Mazda showed the most dramatic improvement among the 13 manufacturers rated by Consumer Reports. It climbed to second place from last year's seventh and increased its overall score by nine points. It was helped by an improved Mazda3 and the shedding of two models that dragged down its score, the Tribute SUV and RX-8 sports car.
On the other hand, Ford dropped the farthest, from fifth place last year to 10th. Ford's road-test score improved by two points over last year's, but subpar reliability of some new vehicles, due largely to the troublesome MyFord Touch infotainment system and Power-Shift automatic transmission, hurt its report-card grade.
"GM and Chrysler are building nicer cars with each redesign. Still, their scores are dragged down by several older designs that score low in Consumer Reports testing or have reliability issues," Champion said, "As more new products are introduced, their fortunes could change if they can improve their overall reliability."
Although Chrysler remains in last place, its overall score jumped eight points, making it the second most improved automaker. Chrysler's average road-test score also increased by eight points, the most of any automaker, and its overall reliability improved to average. The turnaround can be credited mostly to Chrysler's extensively freshened and redesigned vehicles.
Europe a mixed bag:
Volvo earned the best grade of any European automaker, thanks in part to a big improvement in the redesigned S60 sedan. Still, average reliability and less-than-stellar test scores kept it from making further progress.
Like Toyota and Honda, Volkswagen's redesigns of some of its best-selling models, including the Jetta and the Passat, dropped in Consumer Reports road-test scores. The Jetta once provided an upscale alternative to more common small cars, but its new interior is stingy and handling is lackluster, eroding that advantage. The Passat has evolved from a sportier midsized sedan to a larger, more mundane, less sophisticated car. The change has brought mixed results. On the other hand, the redesigned Audi A6 and A8 posted big gains in CR's road tests.

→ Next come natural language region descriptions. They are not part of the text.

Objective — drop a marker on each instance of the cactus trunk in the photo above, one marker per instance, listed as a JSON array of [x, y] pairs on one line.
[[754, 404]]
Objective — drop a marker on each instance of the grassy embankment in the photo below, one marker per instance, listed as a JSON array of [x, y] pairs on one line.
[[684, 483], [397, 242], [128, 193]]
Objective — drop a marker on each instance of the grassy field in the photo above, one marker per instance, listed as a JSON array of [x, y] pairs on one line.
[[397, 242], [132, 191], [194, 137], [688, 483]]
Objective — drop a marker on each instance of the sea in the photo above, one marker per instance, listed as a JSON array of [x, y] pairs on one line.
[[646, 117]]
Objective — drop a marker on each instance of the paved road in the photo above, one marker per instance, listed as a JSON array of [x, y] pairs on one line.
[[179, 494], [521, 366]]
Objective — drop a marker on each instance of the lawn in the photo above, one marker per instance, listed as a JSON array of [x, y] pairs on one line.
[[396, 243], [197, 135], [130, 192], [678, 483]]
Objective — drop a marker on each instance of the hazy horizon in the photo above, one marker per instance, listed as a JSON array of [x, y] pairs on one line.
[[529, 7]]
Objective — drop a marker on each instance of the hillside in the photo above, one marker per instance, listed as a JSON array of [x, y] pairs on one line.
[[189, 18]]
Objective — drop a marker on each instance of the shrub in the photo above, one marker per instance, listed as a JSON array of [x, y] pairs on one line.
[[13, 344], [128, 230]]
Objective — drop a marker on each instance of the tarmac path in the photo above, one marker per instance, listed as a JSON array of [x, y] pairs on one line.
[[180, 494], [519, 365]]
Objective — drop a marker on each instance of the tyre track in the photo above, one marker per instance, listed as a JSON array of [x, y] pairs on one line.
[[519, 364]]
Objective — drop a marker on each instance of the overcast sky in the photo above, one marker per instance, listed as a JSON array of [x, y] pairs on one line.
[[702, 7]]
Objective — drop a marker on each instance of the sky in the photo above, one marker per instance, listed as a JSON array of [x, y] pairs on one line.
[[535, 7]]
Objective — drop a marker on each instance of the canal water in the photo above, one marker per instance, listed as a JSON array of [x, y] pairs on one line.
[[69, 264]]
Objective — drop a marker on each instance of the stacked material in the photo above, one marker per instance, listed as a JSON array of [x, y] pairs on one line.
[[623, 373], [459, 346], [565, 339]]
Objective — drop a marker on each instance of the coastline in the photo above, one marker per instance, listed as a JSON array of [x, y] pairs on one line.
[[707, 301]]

Despite having frustrating controls, BMW and Mercedes-Benz models are nicely finished and well-mannered on the road, and they get high scores in Consumer Reports road tests. And though reliability has climbed to average for both carmakers, they were hurt by the reliability of some popular models. Mercedes' flagship S-Class sedan joined the company's large GL SUV with subpar reliability. The reliability of some turbocharged Mini Coopers and the 5 Series hurt BMW's grade.
The complete report and scores for all 13 automakers in Consumer Reports automaker report cards for 2012 is available in the April issue of Consumer Reports on newsstands March 6th or at www.ConsumerReports.org starting February 28, 2012.
Some manufacturers were not included in Consumer Reports automaker report cards for 2012. In order to give an overall score, Consumer Reports must have both road-test data and sufficient reliability data from its Annual Auto Survey on at least four models. CR did not have sufficient data on enough models from Jaguar, Land Rover, Mitsubishi, Porsche, and Suzuki to calculate a score. Ratings on individual models from those makers are available at www.ConsumerReports.org.
Consumer Reports is the world's largest independent product-testing organization. Using its more than 50 labs, auto test center, and survey research center, the nonprofit rates thousands of products and services annually. Founded in 1936, Consumer Reports has over 8 million subscribers to its magazine, website and other publications. Its advocacy division, Consumers Union, works for health reform, food and product safety, financial reform, and other consumer issues in Washington, D.C., the states, and in the marketplace.